Seek the most efficient way to detect whether there are table row with duplicate key
The requirement is: there is an internal table with a large number of table row.
If all rows have the identical recipient_id, that id( 30273 ) must be returned.
UUID | Phone_number | Recipient_id |
0412ASFDSFDSFXCVS | 138XXXXX1 | 30273 |
0412ASFDSFDSFXCVD | 138XXXXX2 | 30273 |
0412ASFDSFDSFXCVF | 138XXXXX3 | 30273 |
… | … | 30273 |
If not, it must return empty.
UUID | Phone_number | Recipient_id |
0412ASFDSFDSFXCVS | 138XXXXX1 | 30273 |
0412ASFDSFDSFXCVD | 138XXXXX2 | 30273 |
0412ASFDSFDSFXCVF | 138XXXXX3 | 30273 |
… | … | 30272 |
The table line type structure in the project looks like below:
Three different solutions have been made.
Approach1
the idea is a temporary table lt_sms_status is used to hold all the content of the internal table to be checked, and then SORT on the temporary table and delete adjacent entries. If all the table row have the same recipient id, after the operation there must be only one entry left.

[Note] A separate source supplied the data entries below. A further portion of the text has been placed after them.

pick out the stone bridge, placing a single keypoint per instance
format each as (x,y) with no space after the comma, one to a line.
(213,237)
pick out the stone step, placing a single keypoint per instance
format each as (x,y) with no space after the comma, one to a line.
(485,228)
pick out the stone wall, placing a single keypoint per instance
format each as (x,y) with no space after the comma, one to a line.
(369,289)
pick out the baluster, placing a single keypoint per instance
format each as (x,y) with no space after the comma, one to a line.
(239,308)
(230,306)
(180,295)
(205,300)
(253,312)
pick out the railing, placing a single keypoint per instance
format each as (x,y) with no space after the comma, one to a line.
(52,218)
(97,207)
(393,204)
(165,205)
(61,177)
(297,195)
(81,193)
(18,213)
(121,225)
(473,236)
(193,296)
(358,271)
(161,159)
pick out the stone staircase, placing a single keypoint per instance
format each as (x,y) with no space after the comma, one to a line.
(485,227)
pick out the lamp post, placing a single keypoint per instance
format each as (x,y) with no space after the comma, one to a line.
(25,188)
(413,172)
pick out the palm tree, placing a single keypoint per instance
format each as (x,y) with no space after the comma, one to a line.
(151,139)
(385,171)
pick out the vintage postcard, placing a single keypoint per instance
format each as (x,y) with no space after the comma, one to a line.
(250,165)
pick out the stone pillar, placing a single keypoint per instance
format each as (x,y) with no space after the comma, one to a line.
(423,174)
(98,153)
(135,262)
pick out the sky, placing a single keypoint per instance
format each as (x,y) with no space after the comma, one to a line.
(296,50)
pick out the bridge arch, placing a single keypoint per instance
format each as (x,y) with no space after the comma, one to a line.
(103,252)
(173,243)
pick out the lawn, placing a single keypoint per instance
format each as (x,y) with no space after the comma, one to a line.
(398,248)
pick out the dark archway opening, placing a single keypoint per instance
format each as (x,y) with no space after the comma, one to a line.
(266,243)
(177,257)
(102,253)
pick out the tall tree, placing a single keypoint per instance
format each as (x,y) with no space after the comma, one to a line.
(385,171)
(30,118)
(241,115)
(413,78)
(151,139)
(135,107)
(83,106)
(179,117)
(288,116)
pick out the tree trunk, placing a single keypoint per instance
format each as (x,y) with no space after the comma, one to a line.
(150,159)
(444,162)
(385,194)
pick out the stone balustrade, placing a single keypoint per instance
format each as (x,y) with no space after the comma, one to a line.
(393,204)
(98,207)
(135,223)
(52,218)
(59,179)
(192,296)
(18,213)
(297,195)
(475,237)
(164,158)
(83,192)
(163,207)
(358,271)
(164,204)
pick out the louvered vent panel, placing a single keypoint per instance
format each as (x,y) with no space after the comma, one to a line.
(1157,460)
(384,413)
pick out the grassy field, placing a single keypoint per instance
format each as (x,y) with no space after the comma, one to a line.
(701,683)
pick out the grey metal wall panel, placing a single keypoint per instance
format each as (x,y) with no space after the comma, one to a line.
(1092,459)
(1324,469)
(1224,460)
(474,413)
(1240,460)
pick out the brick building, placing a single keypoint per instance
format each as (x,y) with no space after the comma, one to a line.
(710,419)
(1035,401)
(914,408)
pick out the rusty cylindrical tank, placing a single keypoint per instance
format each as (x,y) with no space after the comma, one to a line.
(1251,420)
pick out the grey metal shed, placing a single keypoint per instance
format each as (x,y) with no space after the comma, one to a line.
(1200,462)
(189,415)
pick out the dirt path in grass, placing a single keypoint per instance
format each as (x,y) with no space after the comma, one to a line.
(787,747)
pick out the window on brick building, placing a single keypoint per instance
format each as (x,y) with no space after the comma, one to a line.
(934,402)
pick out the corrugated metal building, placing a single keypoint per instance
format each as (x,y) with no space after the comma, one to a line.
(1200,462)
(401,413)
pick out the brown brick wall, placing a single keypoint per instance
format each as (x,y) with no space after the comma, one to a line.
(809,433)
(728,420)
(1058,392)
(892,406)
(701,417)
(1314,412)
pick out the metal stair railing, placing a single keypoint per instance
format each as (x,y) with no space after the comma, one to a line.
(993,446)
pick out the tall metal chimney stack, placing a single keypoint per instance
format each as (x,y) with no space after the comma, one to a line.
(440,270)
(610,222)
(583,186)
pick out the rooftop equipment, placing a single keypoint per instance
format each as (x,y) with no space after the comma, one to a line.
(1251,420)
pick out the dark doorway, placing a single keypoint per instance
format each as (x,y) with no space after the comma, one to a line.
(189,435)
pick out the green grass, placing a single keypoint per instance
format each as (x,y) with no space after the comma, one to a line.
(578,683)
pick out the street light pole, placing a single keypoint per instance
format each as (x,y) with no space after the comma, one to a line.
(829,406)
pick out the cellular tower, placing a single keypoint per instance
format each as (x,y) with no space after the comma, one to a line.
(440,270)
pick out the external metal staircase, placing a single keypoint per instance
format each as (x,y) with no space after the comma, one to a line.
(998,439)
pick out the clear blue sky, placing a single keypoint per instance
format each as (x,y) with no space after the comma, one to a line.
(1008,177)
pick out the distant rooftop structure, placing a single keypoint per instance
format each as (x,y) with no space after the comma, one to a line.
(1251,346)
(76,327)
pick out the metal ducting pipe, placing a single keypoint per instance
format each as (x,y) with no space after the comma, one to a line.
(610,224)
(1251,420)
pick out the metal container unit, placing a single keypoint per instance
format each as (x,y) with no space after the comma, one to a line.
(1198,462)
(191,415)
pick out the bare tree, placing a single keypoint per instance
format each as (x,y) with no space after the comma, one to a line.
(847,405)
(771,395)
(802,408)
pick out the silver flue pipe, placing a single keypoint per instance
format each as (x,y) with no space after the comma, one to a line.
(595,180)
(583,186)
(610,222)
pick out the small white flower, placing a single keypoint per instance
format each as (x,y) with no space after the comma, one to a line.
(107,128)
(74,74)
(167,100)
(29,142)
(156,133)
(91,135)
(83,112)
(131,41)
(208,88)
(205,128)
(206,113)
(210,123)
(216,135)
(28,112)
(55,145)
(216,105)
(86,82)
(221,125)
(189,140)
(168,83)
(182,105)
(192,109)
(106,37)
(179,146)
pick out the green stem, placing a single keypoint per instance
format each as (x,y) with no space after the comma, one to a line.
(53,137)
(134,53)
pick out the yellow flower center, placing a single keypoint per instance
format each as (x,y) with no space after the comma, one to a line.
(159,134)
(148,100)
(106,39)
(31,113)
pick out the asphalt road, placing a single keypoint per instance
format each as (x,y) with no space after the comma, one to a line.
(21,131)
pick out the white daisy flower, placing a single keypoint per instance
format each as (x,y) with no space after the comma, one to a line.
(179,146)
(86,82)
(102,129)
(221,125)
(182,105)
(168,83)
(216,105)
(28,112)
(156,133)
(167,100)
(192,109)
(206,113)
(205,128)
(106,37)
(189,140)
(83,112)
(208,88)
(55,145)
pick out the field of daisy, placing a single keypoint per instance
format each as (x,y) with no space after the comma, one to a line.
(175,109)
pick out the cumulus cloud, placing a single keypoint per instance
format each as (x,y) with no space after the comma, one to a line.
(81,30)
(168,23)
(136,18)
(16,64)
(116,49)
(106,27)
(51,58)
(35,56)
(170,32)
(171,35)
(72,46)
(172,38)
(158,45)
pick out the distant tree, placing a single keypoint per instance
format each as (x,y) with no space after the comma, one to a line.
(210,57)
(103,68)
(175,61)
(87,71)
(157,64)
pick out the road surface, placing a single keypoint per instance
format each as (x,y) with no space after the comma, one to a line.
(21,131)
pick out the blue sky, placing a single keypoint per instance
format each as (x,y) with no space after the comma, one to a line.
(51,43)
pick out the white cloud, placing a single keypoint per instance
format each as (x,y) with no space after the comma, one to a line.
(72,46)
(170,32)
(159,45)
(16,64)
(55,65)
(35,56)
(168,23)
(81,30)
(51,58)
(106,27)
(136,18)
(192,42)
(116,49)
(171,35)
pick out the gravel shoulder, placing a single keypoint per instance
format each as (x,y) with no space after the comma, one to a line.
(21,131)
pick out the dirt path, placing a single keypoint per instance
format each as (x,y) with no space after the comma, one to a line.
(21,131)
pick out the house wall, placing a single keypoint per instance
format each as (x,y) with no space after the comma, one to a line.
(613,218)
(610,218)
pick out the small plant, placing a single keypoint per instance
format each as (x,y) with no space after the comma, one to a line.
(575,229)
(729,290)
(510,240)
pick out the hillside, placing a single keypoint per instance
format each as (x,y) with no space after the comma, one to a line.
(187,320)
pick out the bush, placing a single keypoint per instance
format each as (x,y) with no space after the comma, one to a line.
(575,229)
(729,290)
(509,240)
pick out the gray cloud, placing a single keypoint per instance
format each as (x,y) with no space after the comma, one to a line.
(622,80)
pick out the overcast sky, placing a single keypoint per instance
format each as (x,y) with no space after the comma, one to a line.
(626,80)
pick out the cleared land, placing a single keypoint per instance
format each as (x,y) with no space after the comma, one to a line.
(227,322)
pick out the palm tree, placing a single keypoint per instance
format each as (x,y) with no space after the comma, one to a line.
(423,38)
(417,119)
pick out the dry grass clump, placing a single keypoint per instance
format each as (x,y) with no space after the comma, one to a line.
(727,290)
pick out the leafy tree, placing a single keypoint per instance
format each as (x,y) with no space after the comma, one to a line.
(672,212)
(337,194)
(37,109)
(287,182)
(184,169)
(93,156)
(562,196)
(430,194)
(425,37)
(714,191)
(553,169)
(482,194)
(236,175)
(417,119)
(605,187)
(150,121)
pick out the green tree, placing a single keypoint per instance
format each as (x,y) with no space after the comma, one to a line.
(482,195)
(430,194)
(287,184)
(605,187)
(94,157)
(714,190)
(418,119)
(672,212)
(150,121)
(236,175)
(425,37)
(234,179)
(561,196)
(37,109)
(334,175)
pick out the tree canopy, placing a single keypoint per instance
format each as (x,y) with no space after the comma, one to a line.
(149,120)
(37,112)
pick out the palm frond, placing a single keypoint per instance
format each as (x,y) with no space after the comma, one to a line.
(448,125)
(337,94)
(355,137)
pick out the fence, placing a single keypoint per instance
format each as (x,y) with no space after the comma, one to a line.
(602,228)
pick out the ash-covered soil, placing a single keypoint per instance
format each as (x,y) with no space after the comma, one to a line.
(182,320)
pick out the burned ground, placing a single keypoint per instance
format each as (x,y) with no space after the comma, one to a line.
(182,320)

DATA: lt_sms_status LIKE it_tab.
lt_sms_status = it_tab.
SORT lt_sms_status BY recipient_id.
DELETE ADJACENT DUPLICATES FROM lt_sms_status COMPARING recipient_id.
IF lines( lt_sms_status ) = 1.
READ TABLE it_tab ASSIGNING FIELD-SYMBOL(<line>) INDEX 1.
ev_rec_id = <line>-recipient_id.
ENDIF.
The drawback of approach1 is it could lead to the unnecessary high memory assumption. when lt_sms_status = it_tab is executed, no new memory allocation will not occur, until the write operation on the copied content. This behavior is documented as “Delayed Copy”.
We also have concern regarding the performance of SORT and DELETE keyword when they are executed on a big internal table.
Approach2
Now we fetch the recipient id of the first row, and compare it with the left rows in the table. If most of the table rows have different recipient id, the execution has the chance to quit early. However if unfortunately all the table rows have exactly the same recipient id, this approach has to loop until last table row.
DATA: lv_diff_found TYPE abap_bool VALUE abap_false.
READ TABLE it_tab ASSIGNING FIELD-SYMBOL(<line>) INDEX 1.
DATA(lv_account_id) = <line>-recipient_id.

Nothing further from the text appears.